- Keputusan ini memicu kritik keras dari dalam militer Israel sendiri. Sejumlah perwira senior menyebut ide ini sebagai gagasan gila yang tidak memiliki nilai militer jelas.
- Bagi para prajurit di lapangan, misi ini dianggap sebagai salah satu tugas paling berbahaya yang pernah mereka lakukan.
JERNIH – Di tengah penderitaan yang tak berkesudahan, sebuah taktik perang psikologis yang kontroversial dilakukan zionis Israel. Militer Israel, atas perintah Perdana Menteri Benjamin Netanyahu, berencana menyiarkan pidatonya di Majelis Umum PBB melalui pengeras suara yang ditempatkan di depan rumah-rumah warga Palestina di Jalur Gaza.
Langkah ini, yang dikonfirmasi oleh laporan surat kabar Israel Yedioth Ahronoth dan Haaretz, menjadi bentuk eskalasi baru dalam konflik, di mana propaganda digunakan sebagai senjata. Beberapa truk dengan pengeras suara berukuran besar telah siap digunakan. Penggunaan pengeras suara besar menggunakan truk ini, dalam bentuk dan fungsi yang berbeda, tengah menjadi trend di beberapa daerah di Indonesia yang digunakan sebagai sarana hiburan dengan istilah sound horeg.
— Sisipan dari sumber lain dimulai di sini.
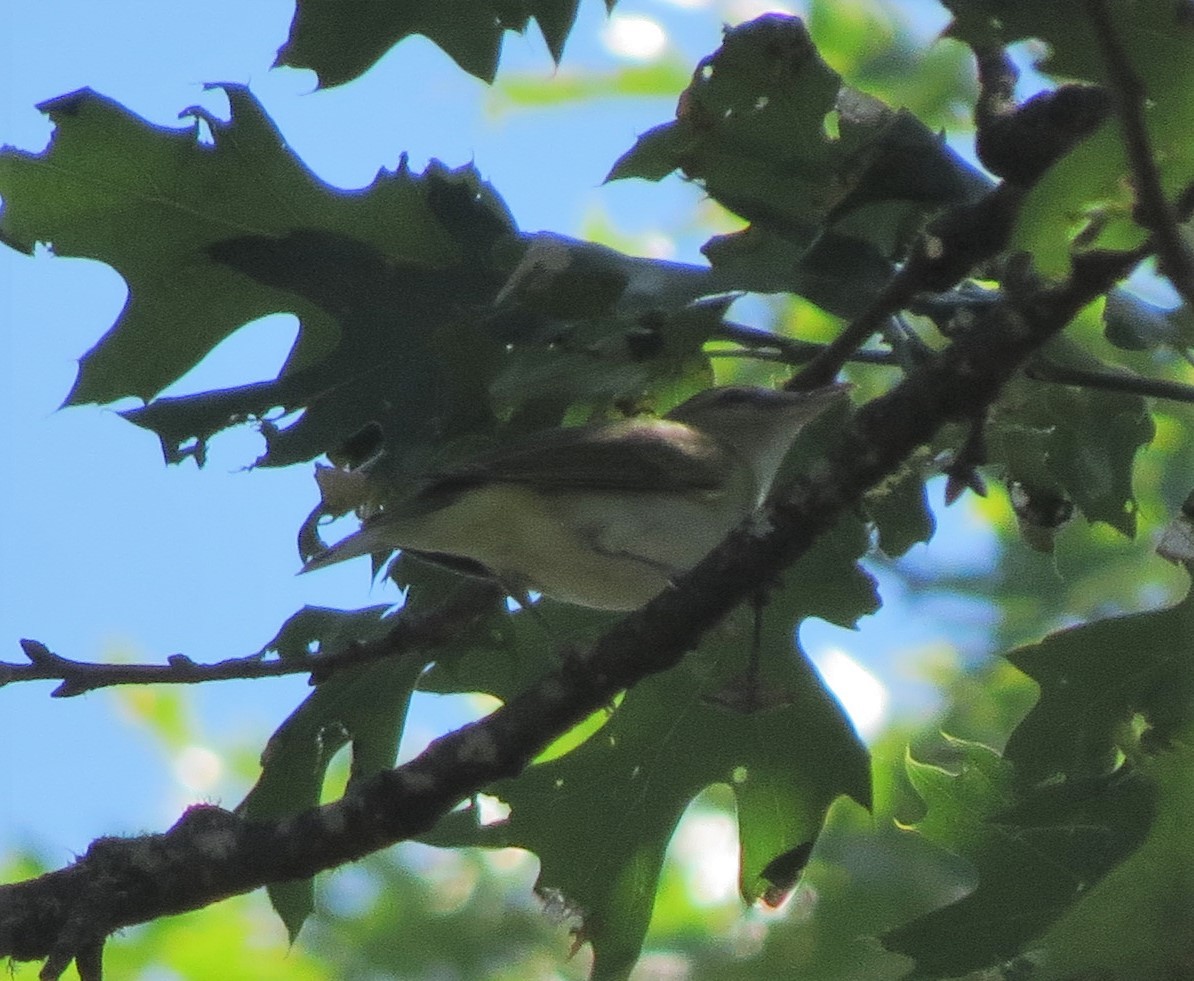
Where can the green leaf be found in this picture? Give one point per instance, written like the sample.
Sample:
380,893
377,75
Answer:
1136,325
771,133
1136,924
153,202
1075,443
1033,857
321,628
599,818
1091,181
1101,683
899,507
363,705
339,39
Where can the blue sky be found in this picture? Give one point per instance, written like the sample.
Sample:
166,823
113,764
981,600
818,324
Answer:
111,555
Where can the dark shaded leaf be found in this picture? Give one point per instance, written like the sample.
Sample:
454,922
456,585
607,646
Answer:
669,739
339,39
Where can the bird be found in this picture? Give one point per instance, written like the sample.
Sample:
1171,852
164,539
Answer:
604,514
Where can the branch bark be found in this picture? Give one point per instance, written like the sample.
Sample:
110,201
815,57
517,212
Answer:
211,853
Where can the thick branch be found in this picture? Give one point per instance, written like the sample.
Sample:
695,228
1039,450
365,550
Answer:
1155,211
210,855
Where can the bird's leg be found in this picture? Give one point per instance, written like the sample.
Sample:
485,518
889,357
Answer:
746,692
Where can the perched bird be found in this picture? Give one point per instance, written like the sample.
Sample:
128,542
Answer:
604,514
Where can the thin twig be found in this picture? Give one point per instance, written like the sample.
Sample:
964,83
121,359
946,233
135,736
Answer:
1044,370
789,350
1155,211
423,631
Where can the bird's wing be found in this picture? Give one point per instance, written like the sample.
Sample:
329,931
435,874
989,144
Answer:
654,455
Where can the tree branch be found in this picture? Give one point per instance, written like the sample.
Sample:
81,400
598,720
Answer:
1154,210
1044,370
211,853
410,631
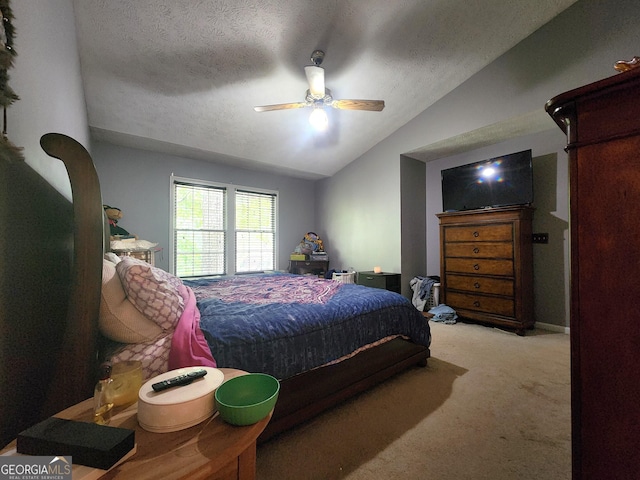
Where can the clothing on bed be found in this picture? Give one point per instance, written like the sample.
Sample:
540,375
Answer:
284,324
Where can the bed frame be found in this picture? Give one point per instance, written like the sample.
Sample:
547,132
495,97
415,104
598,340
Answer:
50,298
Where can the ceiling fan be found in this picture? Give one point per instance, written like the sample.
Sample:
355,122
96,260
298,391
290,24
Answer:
318,96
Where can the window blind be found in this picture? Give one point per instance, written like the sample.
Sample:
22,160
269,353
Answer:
200,238
255,231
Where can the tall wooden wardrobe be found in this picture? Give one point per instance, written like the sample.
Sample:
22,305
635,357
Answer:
602,123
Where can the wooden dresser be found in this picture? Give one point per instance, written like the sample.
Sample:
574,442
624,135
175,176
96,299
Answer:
487,265
602,123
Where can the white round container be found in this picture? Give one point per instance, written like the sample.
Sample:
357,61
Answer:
180,407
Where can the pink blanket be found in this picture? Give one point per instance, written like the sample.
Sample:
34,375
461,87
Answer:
189,348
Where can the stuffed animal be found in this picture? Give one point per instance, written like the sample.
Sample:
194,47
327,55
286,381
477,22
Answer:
114,214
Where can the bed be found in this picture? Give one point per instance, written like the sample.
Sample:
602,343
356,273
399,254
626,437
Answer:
352,337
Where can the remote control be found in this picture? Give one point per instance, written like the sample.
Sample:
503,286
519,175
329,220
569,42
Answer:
185,379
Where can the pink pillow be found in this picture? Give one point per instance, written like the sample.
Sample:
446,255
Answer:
153,291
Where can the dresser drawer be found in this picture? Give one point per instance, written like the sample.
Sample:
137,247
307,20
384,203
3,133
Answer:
479,250
478,284
480,303
479,266
479,233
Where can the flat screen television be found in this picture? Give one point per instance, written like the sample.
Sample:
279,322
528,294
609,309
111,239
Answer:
496,182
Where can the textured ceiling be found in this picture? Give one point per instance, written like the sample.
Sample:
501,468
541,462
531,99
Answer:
183,76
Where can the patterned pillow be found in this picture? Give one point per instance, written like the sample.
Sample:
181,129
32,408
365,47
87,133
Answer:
153,291
119,319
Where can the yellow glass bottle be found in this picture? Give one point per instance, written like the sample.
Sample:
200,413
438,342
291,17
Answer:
103,396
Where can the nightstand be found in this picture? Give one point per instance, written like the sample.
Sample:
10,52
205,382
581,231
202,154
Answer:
386,281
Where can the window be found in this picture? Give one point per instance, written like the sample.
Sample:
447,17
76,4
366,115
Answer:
221,229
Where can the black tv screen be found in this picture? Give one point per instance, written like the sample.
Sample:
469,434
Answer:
497,182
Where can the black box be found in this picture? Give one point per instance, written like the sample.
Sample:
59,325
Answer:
89,444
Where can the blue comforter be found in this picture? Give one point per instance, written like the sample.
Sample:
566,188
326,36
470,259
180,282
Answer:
284,324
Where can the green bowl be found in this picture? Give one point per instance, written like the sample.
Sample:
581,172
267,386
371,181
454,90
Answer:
247,399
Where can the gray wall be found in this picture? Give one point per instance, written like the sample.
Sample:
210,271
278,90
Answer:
579,46
413,204
46,76
138,182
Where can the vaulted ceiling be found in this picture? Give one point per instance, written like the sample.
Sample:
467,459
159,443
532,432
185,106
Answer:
183,76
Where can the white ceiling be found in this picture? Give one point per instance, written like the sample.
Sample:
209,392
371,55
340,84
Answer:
183,76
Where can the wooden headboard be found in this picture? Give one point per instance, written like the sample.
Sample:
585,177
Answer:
50,280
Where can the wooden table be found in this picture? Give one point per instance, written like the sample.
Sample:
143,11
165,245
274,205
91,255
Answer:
212,449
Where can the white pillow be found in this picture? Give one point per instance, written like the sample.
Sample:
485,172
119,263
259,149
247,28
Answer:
119,319
153,291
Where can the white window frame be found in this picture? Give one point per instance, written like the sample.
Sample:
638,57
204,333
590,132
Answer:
230,219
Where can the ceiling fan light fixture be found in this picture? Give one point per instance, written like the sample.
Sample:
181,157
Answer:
318,119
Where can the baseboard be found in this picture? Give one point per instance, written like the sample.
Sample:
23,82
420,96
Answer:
552,328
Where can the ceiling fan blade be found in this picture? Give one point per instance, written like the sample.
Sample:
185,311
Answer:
280,106
315,77
371,105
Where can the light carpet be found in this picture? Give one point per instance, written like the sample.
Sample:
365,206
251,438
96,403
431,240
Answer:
489,405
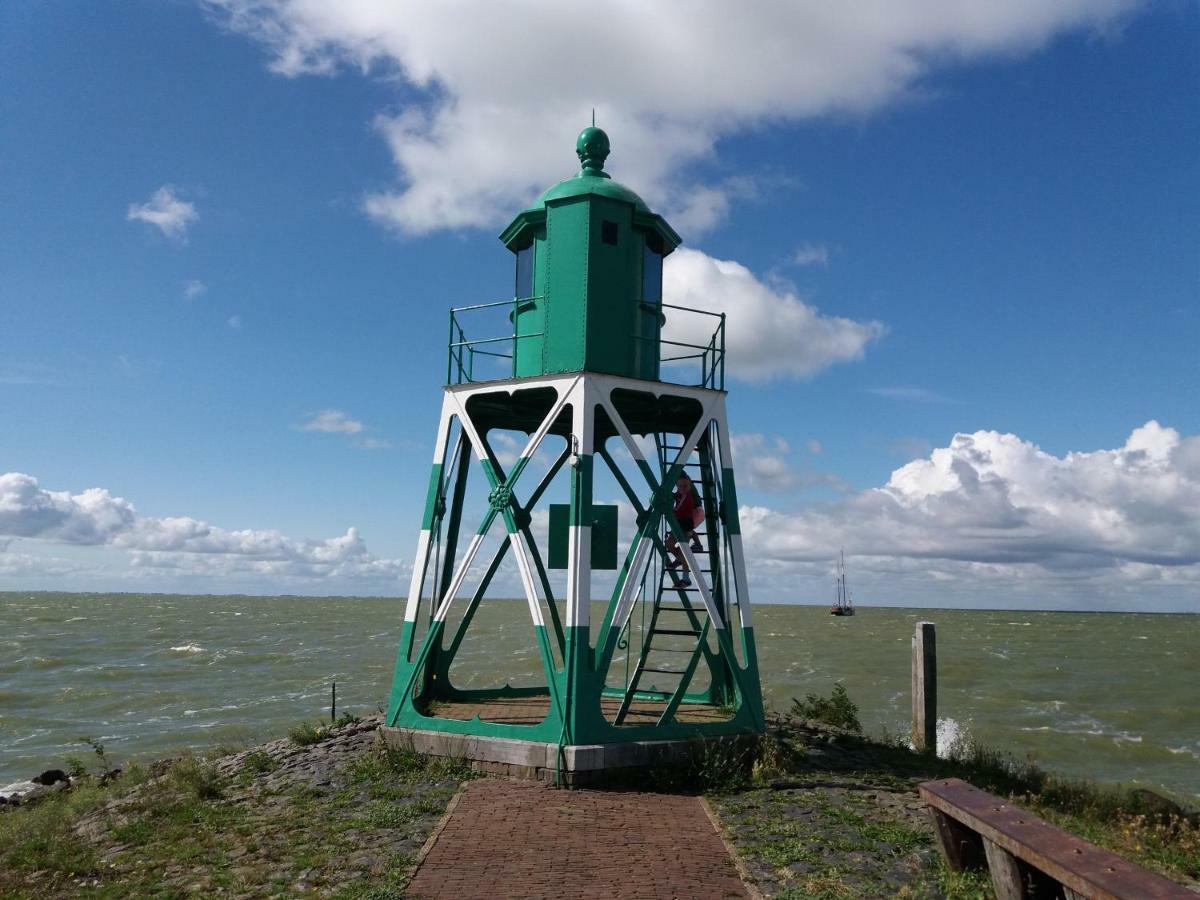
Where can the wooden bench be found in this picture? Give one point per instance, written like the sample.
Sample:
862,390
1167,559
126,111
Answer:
1029,857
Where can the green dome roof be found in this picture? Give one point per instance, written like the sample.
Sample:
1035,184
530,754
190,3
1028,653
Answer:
592,147
587,183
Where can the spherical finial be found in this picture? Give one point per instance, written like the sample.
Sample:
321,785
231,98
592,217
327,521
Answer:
592,148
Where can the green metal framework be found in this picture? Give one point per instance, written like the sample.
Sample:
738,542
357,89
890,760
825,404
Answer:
706,625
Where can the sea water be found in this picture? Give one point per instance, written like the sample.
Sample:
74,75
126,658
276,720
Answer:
1104,696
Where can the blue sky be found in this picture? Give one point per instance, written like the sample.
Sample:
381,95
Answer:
994,217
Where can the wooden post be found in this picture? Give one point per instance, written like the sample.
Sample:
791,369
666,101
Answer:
924,688
1006,873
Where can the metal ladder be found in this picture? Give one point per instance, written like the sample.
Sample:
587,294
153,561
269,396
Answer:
679,622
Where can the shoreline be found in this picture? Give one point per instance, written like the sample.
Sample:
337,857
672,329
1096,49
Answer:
329,813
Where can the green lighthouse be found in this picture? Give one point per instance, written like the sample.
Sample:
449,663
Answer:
639,615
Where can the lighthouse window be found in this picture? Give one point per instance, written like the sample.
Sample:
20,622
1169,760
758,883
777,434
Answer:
652,276
525,273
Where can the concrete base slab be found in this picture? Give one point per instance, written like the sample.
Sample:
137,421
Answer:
573,765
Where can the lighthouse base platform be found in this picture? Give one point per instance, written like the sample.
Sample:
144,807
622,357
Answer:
574,765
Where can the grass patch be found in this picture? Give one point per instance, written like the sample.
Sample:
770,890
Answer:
837,709
259,762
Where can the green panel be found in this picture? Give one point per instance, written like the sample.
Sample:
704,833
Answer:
531,316
604,537
613,293
565,267
559,537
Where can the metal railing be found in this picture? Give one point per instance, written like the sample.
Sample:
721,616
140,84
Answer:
461,357
462,351
712,354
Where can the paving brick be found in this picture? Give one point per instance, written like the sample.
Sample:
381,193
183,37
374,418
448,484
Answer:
509,839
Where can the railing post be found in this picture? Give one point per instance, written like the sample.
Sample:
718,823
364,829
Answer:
723,352
924,688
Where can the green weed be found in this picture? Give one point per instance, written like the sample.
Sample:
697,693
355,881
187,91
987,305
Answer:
837,709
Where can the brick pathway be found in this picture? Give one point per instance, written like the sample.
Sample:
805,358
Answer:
508,839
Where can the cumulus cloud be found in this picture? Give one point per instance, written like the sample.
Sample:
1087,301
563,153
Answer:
996,504
771,330
765,463
165,211
667,81
180,543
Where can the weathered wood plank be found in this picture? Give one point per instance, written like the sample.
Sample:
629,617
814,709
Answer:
1074,863
961,847
924,688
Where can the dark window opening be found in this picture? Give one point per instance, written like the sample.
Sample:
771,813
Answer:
525,274
652,276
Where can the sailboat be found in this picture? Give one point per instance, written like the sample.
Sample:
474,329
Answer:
841,603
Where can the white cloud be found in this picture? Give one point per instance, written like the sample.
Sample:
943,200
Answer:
765,463
771,331
667,82
996,508
761,462
811,255
331,421
165,211
178,543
Militer Israel, khususnya Komando Selatan, telah menyusun instruksi untuk menyiarkan pidato tersebut menggunakan pengeras suara yang dipasang di truk dan di dekat tembok pembatas. Seorang sumber militer Israel menggambarkan operasi ini sebagai “perang psikologis.”
Namun, di balik narasi resmi, keputusan ini memicu kritik keras dari dalam militer sendiri. Sejumlah perwira senior menyebut ide ini sebagai gagasan gila yang tidak memiliki nilai militer yang jelas.
Misi Berbahaya di Tengah Ancaman Kemanusiaan
Bagi para prajurit di lapangan, misi ini dianggap sebagai salah satu tugas paling berbahaya yang pernah mereka lakukan. Seorang tentara Israel yang beroperasi di dekat Gaza mengungkapkan bahwa tujuan sebenarnya dari misi ini tidak dijelaskan kepada mereka.
Sementara itu, pidato yang akan disiarkan Netanyahu bertujuan untuk mengutuk negara-negara yang mengakui negara Palestina. Ia akan menuduh mereka “menghadiahkan pembunuh” dengan mendukung sebuah negara di tempat yang ia anggap sebagai jantung Israel, dan menegaskan bahwa hal ini tidak akan pernah diizinkan terjadi.
Langkah propaganda ini terjadi saat perang di Gaza terus merenggut nyawa. Sejak 7 Oktober 2023, jumlah korban tewas di Gaza telah mencapai hampir 66.000 jiwa, dengan lebih dari 167.000 orang terluka. Pada 25 September saja, rumah sakit di Gaza melaporkan 83 kematian dan 216 luka-luka dalam 24 jam terakhir.
Sejak gencatan senjata runtuh pada 18 Maret 2025, serangan Israel telah menewaskan hampir 13.000 warga Palestina. Ironisnya, di tengah krisis kemanusiaan yang parah, pasukan Israel terus menyerang lokasi distribusi bantuan, menyebabkan ratusan korban tewas dan luka-luka.
Aksi ini menunjukkan betapa kompleks dan kejamnya konflik yang tidak hanya melibatkan kekuatan militer, tetapi juga taktik-taktik non-konvensional yang menargetkan mentalitas dan ketahanan penduduk sipil.